What may be an important legal development in the controversy over the right to use the name Baltimore Colts has taken a surprising turn because of new information evolving from research.
The name will soon belong to Jim Speros as a result of filing official papers and paying a $25,000 fee to record and establish the necessary documentation. He insists he'll call the new Canadian Football League team he is working to establish by the name Baltimore Colts.
Speros says one of the leading patent trademark consultants in the country, the law firm of Spencer, Frank & Schneider, told him the NFL was remiss in filing for renewal of the license. So the name became a free agent, so to speak.
It was last Friday that Speros paid a $25,000 application charge. He says the Baltimore Colts' name will be his property, listed under registration number 943025 with the Patent & Trademark Division of the federal government.
Speros said his attorney, Bob Bodansky, referred him to George Spencer, a partner in the firm that carries his name and also a former commissioner of an association of lawyers involved in the business of filing patents and trademarks. What Spencer found in his effort was especially enlightening, according to Speros.

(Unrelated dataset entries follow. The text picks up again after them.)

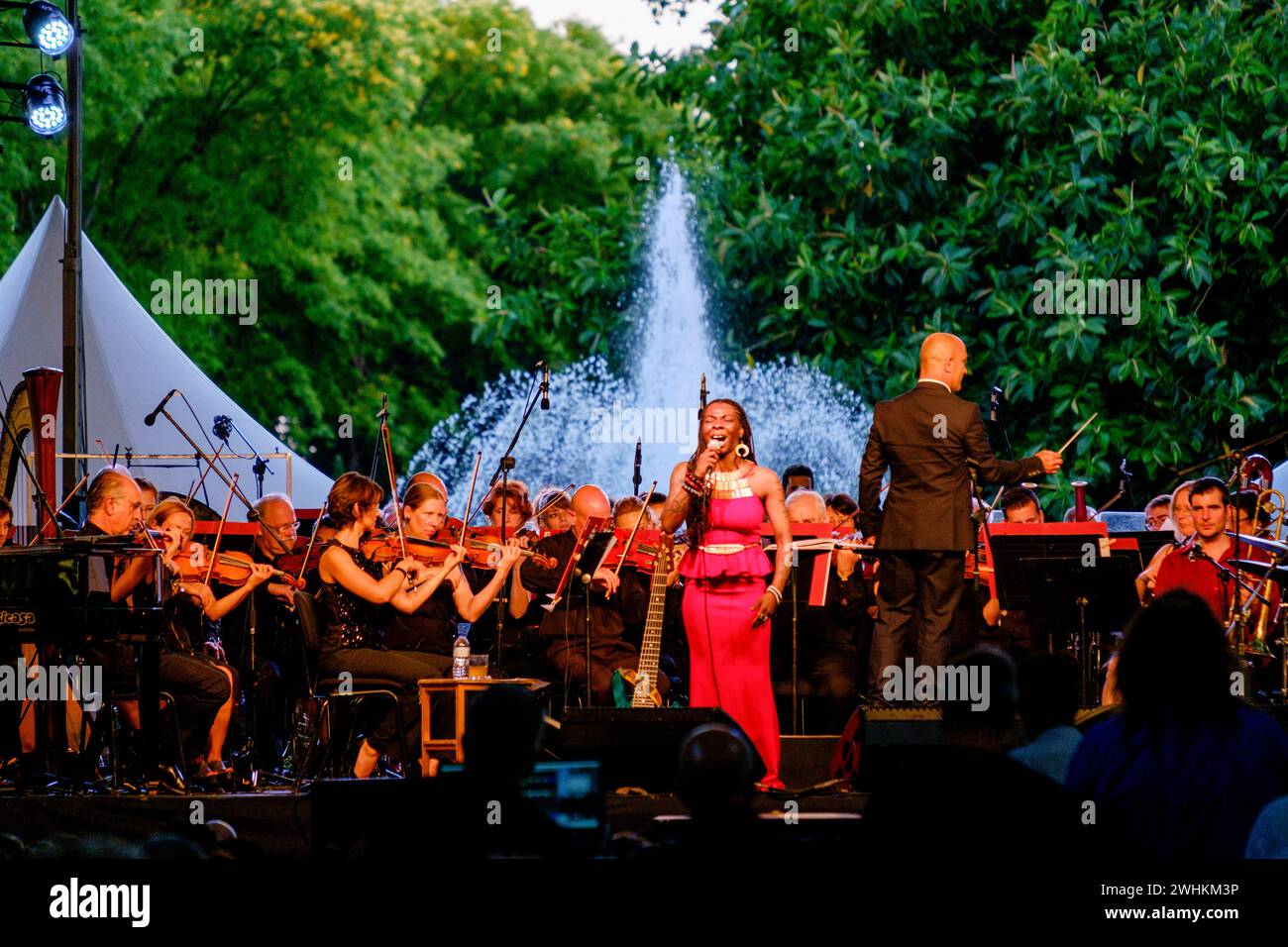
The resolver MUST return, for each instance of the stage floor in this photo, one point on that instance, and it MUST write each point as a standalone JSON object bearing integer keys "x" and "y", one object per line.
{"x": 281, "y": 822}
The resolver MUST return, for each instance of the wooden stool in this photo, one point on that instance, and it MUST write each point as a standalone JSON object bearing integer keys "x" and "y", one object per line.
{"x": 455, "y": 688}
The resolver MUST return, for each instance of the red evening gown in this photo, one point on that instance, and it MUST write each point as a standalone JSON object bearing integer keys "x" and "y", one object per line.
{"x": 724, "y": 579}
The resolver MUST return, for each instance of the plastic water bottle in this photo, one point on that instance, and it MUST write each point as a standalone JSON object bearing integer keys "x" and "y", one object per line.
{"x": 462, "y": 656}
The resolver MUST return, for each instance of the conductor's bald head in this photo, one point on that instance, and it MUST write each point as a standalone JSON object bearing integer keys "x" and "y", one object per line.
{"x": 590, "y": 501}
{"x": 943, "y": 357}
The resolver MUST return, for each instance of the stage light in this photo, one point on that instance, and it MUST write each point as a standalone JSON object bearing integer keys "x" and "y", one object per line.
{"x": 44, "y": 105}
{"x": 48, "y": 27}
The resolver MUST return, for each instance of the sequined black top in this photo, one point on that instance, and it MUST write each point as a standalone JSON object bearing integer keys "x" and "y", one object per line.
{"x": 351, "y": 620}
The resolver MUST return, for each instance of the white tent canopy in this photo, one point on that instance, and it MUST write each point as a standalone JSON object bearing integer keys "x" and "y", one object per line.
{"x": 130, "y": 364}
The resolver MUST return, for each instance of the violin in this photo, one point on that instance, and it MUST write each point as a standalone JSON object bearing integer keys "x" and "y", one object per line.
{"x": 231, "y": 569}
{"x": 433, "y": 552}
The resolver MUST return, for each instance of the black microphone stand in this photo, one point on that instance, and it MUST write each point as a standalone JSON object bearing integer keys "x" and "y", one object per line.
{"x": 1124, "y": 489}
{"x": 43, "y": 506}
{"x": 223, "y": 427}
{"x": 995, "y": 410}
{"x": 228, "y": 482}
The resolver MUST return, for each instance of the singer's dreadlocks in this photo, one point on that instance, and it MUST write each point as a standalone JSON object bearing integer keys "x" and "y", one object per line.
{"x": 697, "y": 515}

"The trademark expiration date ran out on Dec. 12, 1992," Speros said. "The last renewal was in 1972 and such a license is valid for 20 years. So, officially, we are moving on with the name Colts."
Why Speros even entered into research to see if there was any encumberment regarding ownership of the name didn't seem necessary, except to make himself feel comfortable and free of even a minor threat from being under NFL control.
The name Colts, historically, came into being in 1947 when Baltimore was in another league, the defunct All-America Football Conference. The result of a fan contest, it has been in the public domain ever since.
The NFL or NFL Properties had nothing to do with origination of the name Colts. It belonged to Baltimore, almost to the same extent as mention of Chesapeake Bay, white marble stoops and crab cakes.
No one in Baltimore profited from the name. It was established and there's no way, from the standpoint of precedence, the league could claim it as one of its inventions. To do so would be fraudulent. Records will support that Baltimore had the name long before the NFL moved into the city.
From all the ill will the NFL and commissioner Paul Tagliabue created over its treatment of Baltimore, it wouldn't be expected it would try to usurp a name it has not the remotest right to claim.
When Tagliabue was asked about the subject in Atlanta, following the Super Bowl, he said he "hadn't talked to Properties," the NFL's merchandising arm.
"We just went through it with the Panthers," he added, obviously alluding to the Charlotte Panthers' right to utilize the same name that is now used by a National Hockey League franchise, the Florida Panthers.
If the NFL can duplicate the name Panthers, why can't Baltimore, by the same reasoning, be entitled to once more using the name Colts in a new adventure, the CFL?
"Sure, Properties wants the name Colts," was part of the response from Tagliabue. He paused and then said, "I'll talk to you later about it."
Tagliabue was told Speros is the man heading the CFL project in Baltimore and that it was understood they know each other. "I met him once [and he held up one finger for emphasis]," he said.
"I am not a friend, but he has told people I am. I rode in a plane with him one time. He wasn't the best man at my wedding. He told people he was a friend of mine and that he had been promised a World Football League franchise."
Speros deserves to use the name Colts from the mere standpoint that it was conceived in Baltimore over four decades and it was the NFL that tried to purloin it for its own selfish commercial purposes -- even though, at the same time, it denied Baltimore a team.